Précisons tout de suite l’argument. La charge menée devant le public de Davos par Donald Trump contre la bureaucratie et les normes qui ligotent les entreprises évoluant sur le marché européen n’a, en soi, rien de choquant. Tous les entrepreneurs ou presque se plaignent d’un fardeau administratif communautaire devenu un boulet, et les cas d’opérateurs dégoûtés par l’amoncellement de règles et par les délais pour obtenir les autorisations requises sont légion dans les 27 pays de l’Union.
Rapport Draghi
A preuve: l’ancien premier ministre italien Mario Draghi en a même fait l’un des piliers de son rapport sur le marché unique, que l’actuelle Commission a pris comme référence, avec les recommandations parallèles d’Enrico Letta sur la compétitivité. Donc oui, Président Trump: cette Europe-là, dont Draghi redoute «l’agonie» a un énorme problème. Ce n’est pas la Suisse, demeurée à l’écart tout en prenant bien soin d’y rester associée, qui vous dira le contraire. Et ce n’est pas le discours d’Ursula von der Leyen, mardi à Davos, avant tout défensif et dépourvu d’annonces, qui peut sceller la confiance dans un sursaut à venir.

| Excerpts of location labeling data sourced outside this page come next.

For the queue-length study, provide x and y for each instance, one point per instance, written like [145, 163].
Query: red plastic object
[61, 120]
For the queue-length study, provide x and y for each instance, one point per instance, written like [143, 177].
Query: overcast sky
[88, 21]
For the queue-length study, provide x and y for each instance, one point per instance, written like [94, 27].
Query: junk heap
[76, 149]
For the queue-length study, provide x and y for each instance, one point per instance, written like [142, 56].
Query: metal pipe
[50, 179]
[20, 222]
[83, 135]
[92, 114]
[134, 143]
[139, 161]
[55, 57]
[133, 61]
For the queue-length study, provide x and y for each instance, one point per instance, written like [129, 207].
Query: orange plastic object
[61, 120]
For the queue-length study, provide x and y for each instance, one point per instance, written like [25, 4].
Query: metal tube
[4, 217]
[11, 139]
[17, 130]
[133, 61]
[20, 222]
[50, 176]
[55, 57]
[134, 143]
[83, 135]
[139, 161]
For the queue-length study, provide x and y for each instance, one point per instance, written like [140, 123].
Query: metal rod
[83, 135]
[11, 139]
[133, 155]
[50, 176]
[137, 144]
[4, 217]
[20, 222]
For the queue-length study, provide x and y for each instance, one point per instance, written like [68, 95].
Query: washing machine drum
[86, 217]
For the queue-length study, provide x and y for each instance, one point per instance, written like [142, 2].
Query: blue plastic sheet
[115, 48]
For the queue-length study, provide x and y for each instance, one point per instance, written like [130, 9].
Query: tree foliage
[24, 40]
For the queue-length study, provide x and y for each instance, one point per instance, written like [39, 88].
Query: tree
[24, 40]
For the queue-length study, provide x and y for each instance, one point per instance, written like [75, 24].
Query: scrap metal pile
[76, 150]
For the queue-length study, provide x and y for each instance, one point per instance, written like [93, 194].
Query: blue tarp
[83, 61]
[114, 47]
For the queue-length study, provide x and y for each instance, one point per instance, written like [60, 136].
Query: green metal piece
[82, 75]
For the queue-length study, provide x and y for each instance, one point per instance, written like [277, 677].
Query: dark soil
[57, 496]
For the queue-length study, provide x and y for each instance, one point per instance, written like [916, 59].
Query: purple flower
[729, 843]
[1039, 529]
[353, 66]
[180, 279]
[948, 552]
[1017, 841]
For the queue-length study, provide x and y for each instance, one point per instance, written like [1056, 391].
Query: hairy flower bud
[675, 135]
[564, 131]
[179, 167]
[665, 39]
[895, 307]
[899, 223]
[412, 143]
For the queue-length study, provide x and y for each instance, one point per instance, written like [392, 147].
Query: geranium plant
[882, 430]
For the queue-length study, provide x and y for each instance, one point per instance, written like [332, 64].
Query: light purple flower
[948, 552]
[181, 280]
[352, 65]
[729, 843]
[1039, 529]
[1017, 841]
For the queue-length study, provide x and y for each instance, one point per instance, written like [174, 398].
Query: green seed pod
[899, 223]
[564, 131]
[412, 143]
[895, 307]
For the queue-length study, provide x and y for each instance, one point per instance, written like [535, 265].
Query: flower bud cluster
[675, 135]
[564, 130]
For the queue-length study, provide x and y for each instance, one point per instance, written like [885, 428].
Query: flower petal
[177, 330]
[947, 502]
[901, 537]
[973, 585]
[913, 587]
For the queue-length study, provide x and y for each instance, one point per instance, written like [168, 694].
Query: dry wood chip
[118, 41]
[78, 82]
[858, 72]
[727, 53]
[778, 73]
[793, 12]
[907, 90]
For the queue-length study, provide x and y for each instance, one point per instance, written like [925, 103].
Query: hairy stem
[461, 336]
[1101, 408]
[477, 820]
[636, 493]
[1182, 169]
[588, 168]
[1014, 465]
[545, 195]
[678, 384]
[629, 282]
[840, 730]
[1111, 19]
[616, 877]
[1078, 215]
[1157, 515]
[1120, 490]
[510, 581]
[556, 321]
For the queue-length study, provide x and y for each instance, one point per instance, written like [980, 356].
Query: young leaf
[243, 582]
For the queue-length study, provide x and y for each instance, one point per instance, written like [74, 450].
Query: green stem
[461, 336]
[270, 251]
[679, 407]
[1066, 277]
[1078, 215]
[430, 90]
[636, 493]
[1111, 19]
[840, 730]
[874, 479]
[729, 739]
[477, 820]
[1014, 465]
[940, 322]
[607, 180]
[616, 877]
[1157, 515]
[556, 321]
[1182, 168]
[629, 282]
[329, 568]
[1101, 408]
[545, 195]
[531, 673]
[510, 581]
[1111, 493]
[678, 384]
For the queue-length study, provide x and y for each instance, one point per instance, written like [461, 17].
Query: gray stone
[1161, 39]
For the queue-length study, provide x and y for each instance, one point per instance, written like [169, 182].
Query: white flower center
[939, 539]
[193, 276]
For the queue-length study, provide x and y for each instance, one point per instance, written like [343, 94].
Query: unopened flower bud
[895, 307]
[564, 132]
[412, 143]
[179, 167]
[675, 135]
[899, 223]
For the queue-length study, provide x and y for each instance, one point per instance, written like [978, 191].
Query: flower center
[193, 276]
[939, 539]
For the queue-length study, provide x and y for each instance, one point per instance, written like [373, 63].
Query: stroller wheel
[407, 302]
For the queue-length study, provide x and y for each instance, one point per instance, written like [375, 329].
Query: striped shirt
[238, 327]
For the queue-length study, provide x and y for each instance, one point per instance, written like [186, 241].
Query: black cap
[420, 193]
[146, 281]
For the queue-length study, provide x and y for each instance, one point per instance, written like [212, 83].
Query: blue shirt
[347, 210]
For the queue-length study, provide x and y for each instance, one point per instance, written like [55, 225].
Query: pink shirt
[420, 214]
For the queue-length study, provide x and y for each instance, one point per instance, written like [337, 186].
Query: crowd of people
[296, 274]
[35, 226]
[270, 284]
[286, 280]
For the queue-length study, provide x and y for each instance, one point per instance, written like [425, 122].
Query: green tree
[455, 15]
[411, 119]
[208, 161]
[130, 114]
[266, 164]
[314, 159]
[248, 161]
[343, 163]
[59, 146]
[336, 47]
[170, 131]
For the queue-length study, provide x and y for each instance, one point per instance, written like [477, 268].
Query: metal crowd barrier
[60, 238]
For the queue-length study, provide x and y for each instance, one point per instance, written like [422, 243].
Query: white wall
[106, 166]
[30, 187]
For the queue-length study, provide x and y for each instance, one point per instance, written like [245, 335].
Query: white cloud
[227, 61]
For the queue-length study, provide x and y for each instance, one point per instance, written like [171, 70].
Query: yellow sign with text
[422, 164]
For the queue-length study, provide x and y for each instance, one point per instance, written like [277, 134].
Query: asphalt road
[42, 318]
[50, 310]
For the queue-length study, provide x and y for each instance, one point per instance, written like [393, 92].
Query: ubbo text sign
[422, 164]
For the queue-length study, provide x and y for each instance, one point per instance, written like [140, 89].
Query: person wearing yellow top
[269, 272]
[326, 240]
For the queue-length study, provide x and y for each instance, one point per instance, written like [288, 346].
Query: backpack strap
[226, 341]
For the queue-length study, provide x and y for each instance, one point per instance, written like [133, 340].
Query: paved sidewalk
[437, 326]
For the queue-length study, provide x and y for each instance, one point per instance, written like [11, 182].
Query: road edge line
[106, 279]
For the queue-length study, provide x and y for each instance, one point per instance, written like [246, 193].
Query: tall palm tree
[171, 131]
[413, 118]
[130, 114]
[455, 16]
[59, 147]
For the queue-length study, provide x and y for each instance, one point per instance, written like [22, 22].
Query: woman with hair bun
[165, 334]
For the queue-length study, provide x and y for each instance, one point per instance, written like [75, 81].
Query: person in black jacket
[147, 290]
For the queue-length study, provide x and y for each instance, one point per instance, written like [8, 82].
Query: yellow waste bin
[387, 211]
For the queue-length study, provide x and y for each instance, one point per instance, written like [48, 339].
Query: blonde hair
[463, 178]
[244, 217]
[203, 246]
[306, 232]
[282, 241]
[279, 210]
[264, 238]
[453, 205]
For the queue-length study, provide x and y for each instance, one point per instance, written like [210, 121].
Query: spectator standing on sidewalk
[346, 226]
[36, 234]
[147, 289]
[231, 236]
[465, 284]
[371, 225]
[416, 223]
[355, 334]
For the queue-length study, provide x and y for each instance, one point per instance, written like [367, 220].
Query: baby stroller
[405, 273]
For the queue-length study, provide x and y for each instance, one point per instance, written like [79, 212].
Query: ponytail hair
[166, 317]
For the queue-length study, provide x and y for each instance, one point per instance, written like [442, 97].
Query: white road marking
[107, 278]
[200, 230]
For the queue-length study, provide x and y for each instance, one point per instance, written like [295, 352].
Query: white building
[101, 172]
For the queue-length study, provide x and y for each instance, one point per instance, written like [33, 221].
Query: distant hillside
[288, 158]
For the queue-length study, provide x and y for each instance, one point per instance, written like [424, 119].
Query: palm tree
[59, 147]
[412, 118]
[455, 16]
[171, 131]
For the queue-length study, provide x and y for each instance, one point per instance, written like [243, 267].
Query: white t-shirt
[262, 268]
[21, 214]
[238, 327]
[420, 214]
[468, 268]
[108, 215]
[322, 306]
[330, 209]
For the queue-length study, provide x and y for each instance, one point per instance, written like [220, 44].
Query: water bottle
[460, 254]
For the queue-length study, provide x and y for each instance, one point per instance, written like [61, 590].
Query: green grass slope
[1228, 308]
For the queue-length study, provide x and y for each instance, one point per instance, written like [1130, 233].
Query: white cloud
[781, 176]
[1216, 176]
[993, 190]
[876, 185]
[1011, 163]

Prétendre en revanche, comme l’a fait Donald Trump lors de son intervention, que le «bon sens» économique européen serait de tout démanteler pour faire encore plus de place aux multinationales américaines, à commencer par les géants du numérique, est une aberration. L’Union Européenne doit au contraire se réformer d’urgence pour revitaliser son incroyable tissu d’entreprises et attirer les capitaux internationaux indispensables aux innovations de demain. Ouvrir plus grandes les portes aux géants de la tech «Made in USA», tous ralliés à Trump, ne réglera rien sur un continent déjà terriblement contraint par sa dépendance énergétique. La cartellisation américaine de l’Europe, en particulier dans le secteur des données et de l’intelligence artificielle si crucial pour nos vies quotidiennes et notre avenir n’est, en rien, un projet qui relève d’un quelconque «bon sens».
Libéralisme et entreprise
Il est triste de voir qu’au Forum de Davos, au beau milieu de ce continent et d’un pays, la Suisse, qui a toujours défendu le libéralisme et l’esprit d’entreprise, aucun intervenant n’a osé interroger Trump sur ce sujet, et lui rappeler cette évidence. Logique. Le président américain sidère. Il sème l’effroi. Il parle comme le shérif de l’économie mondiale. Il affirme, en plus, vouloir ouvrir grandes les portes des États-Unis à tous ceux que ses réformes et ses dérogations fiscales ne manqueront pas d’attirer. Avec de gros profits en perspective.
N’oublions néanmoins jamais, durant les quatre années qui viennent, que son unique mot d’ordre demeure: «Rendre à l’Amérique sa grandeur».
Donald Trump est l’évangéliste zélé et implacable d’une vision sociale et économique à sens unique. Pas d’un quelconque «bon sens» européen, voire universel.